Honestly, the whole thing is getting frustrating as one has to keep monitoring or trying one thing or the other on certain links without reasonable success. Try one thing, it will looks like it is over and all of a sudden it will surface again in no time. This might be an online bug from mikrotik synchronous server. (Pardon me, I am not a programmer anyway, just suggesting)

It may be of little interest, or it may be of great significance.

The situation continues on one of my AP’s. However this time, all the cpe’s that lost their connections (4 out of 7), bar one, reported in their logs that the AP as “not a MT”, and that Ap “uses TDMA skip”

1st time ever for these weird reports, still it makes a change from ALL the other error messages that the cpe’s have been saying in the last few weeks since using NV2!!

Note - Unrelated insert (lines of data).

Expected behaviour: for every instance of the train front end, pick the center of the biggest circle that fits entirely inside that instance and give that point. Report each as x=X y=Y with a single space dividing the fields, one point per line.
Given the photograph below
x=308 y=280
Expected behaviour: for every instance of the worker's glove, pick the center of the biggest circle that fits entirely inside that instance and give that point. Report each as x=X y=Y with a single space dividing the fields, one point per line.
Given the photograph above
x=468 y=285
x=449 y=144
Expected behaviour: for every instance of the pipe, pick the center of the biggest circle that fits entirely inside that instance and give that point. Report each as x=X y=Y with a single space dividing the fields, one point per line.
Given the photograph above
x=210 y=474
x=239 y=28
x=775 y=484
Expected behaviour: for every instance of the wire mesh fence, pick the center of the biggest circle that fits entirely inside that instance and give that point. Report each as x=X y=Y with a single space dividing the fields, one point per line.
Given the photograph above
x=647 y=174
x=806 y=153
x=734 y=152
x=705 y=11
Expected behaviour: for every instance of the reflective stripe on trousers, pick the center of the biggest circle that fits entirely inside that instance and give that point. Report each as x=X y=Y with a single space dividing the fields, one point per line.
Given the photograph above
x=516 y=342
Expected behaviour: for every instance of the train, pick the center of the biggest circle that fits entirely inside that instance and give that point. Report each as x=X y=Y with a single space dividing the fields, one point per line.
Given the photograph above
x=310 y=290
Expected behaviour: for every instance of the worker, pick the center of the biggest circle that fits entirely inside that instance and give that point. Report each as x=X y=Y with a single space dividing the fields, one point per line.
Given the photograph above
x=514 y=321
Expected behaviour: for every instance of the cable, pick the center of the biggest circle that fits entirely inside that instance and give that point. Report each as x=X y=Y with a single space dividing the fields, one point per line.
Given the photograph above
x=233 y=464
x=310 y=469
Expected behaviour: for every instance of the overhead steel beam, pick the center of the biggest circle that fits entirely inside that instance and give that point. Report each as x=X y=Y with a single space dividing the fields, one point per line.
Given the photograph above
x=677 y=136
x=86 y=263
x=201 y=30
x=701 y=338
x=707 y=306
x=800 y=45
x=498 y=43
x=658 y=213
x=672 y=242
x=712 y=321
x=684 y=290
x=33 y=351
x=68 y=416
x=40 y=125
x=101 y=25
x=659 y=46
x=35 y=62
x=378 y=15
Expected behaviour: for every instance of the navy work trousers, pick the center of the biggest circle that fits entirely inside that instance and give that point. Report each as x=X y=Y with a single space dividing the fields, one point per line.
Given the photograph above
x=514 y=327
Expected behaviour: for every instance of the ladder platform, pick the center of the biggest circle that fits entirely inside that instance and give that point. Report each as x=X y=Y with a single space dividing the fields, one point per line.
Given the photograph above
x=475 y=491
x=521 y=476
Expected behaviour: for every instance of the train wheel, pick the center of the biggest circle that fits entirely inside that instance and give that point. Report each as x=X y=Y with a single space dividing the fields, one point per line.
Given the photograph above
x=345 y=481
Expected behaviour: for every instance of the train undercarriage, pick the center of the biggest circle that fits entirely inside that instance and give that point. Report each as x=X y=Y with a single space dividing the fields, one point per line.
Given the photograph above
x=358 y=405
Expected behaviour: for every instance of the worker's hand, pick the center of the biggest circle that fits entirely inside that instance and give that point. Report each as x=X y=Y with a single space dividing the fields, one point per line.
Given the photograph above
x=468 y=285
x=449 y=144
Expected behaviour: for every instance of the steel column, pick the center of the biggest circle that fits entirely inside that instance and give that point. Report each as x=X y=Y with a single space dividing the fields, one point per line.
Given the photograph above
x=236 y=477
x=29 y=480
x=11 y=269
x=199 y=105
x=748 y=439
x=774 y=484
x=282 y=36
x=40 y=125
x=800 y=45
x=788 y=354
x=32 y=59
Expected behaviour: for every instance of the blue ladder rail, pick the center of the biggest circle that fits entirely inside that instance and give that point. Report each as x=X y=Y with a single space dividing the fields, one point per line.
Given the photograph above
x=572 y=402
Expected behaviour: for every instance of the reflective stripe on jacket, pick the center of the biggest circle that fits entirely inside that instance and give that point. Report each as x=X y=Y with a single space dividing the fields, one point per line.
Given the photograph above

But what was incredibly interesting was that 1 cpe alone, actually rebooted in the same minute that the other 3 disconnected.. From the logs and studying the timings it seemed that the cpe which totally rebooted (router was rebooted without proper power shutdown), happened less than a minute before the others disconnected.

Could it be in some way, that with NV2 on some specific RB’s (wrap 2e in this case), that the radio card does not re-start cleanly, ie a continuous burst of data without any framing, causing other cpe’s to miss their time slots and momentarily loose connection.

That said, 3 other cpe’s that were connected to same AP, were unaffected!

MT, are you on top of this situation? I see nothing in the change log of 4.17 that would suggest any significant radio changes! so I am somewhat loathe to upgrade again. It anything I am biased to disable NV2 and return to 80211 and rts/cts whereby this AP had customers connected for 40 days without 1 single break in wireless service.

currently there are some issues with Nv2 protocol on x86 architecture. For now we suggest to use Routerboard hardware till we find a solution for the x86 hardware running Nv2 protocol.